SuttaCentral

[Project] Biggest Pali dictionary and translation correction tool

dictionary
pali
development
html
database
Tags: #<Tag:0x00007f788ab7ff98> #<Tag:0x00007f788ab7fe30> #<Tag:0x00007f788ab7fb88> #<Tag:0x00007f788ab7f8e0> #<Tag:0x00007f788ab7f728>

#1

Hello Friends.

Long time ago I got frustrated with current status of the Pali dictionaries. I got idea to collect all existing dictionaries and put them into one completely new. I stared to collect the dictionaries, building data structure in MS Access. But soon I realised that the project is extremely huge, time consuming and worst, it is out of my technical skill.

The idea was that software (database) should be the hub for all Pali dictionaries and should be the hub for Pali scholars and monastic to correct, vote and rank each translation.

With such database the new biggest Pali dictionary can be generated, for each word except the translation many additional fields can be generated (also audio files!).

I have basic database structure and collected lot of dictionaries see:

For details see my GitHub - dxcore35/massive_Pali-dictionary: Biggest Pali dictionary (Please note that there are no files, and tables uploaded, yet)

Now I’m stucked with cleaning of the data and migrating of the database. It is out of my current knowledge. I would like to gather any feedback or any help from anybody who is interested.

With Metta


#2

Hi dxcore,

This is an awesome idea and project.

We have done a lot of work with Pali dictionaries over the years, so rather than repeat myself, perhaps you’d like to search some of the old threads on this forum.

  1. The first thing I would suggest is, don’t think in terms of “applications” or “databases”. What we need is data in a raw and usable form. The universal data format of the web is JSON, and SuttaCentral these days essentially wraps all our data, including dictionaries, as JSON. It’s a very simple format, so I’d suggest getting familar with that as a start. Basically, if you have good data, any application can use it.
  2. We have both “large” dictionaries, which have complex, poorly structured entries, and “concise” dictionaries, with short well-structured entries. See discussion here.
  3. We have a long term project to do a comprehensive markup for the old PTS dictionary. However this is currently on hold.
  4. The Pali dictionary world is waiting with bated breath for the release of the final two volumes of Margaret Cone’s “Dictionary of Pali”. Until then, none of our resources are really first-class. But this will be some years away. Unfortunately, it seems the PTS does not have plans to release this in public domain, or to supply a properly structured edition.

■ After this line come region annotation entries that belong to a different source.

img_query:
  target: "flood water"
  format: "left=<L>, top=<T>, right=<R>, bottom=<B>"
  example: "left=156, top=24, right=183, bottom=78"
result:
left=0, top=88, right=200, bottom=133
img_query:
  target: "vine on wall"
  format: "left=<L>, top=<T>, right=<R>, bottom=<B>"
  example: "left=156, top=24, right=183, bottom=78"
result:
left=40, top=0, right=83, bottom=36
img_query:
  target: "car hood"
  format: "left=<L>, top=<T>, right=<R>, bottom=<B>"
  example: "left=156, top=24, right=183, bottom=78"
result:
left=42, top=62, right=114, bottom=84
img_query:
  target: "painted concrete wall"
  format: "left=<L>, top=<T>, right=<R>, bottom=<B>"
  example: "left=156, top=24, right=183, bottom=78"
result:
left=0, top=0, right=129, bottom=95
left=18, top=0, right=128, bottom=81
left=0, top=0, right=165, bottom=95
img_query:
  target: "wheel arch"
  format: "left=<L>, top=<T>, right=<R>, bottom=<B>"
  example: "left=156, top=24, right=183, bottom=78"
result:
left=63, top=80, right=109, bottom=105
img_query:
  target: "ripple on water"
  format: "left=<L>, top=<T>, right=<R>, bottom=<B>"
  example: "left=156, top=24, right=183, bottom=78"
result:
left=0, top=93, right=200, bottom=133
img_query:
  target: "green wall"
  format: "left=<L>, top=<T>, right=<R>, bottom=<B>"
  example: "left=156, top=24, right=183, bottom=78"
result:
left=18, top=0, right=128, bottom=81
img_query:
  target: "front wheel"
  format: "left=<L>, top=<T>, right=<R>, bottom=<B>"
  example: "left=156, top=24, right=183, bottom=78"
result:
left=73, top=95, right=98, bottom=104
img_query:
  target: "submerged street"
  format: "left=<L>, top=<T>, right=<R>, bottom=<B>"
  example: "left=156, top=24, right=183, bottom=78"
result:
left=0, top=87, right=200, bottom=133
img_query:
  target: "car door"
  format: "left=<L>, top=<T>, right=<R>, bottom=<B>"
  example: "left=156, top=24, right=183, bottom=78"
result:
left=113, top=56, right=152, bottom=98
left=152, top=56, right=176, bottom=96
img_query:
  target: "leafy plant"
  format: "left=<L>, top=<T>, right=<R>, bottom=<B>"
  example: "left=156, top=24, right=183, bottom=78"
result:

If you really want to pursue this, I would suggest the best thing is to break down a small and helpful task in data preparation. Bit by bit, if the materials are readied, they can be used in more and more useful ways.

Never forget, the Home page of the Critical Pali Dictionary prominently features the obituaries of all those who passed away working on it. After 150 years, they have made it part-way through the first consonant in Pali, the letter k.

https://cpd.uni-koeln.de/intro/


#3
  1. By application I mean some interface where I can manipulate data, and where in future the data can be easily cleaned by non tech people… for this the JSON is not so good. I’m thinking to keep it as SQL database during “cleaning & standardisation of data” phase and later export it as JSON for consumption.

  2. Correct lot of dictionaries are poorly structured… but this needs man power (one person is not able to do it, and more people needs coordination…)

  3. I’m aware of this project and I read all related topics here before “starting” my project

  4. Yea, we really cannot rely on companies to do always Dana to us. Really just the monastics needs to do it, and then release it freely.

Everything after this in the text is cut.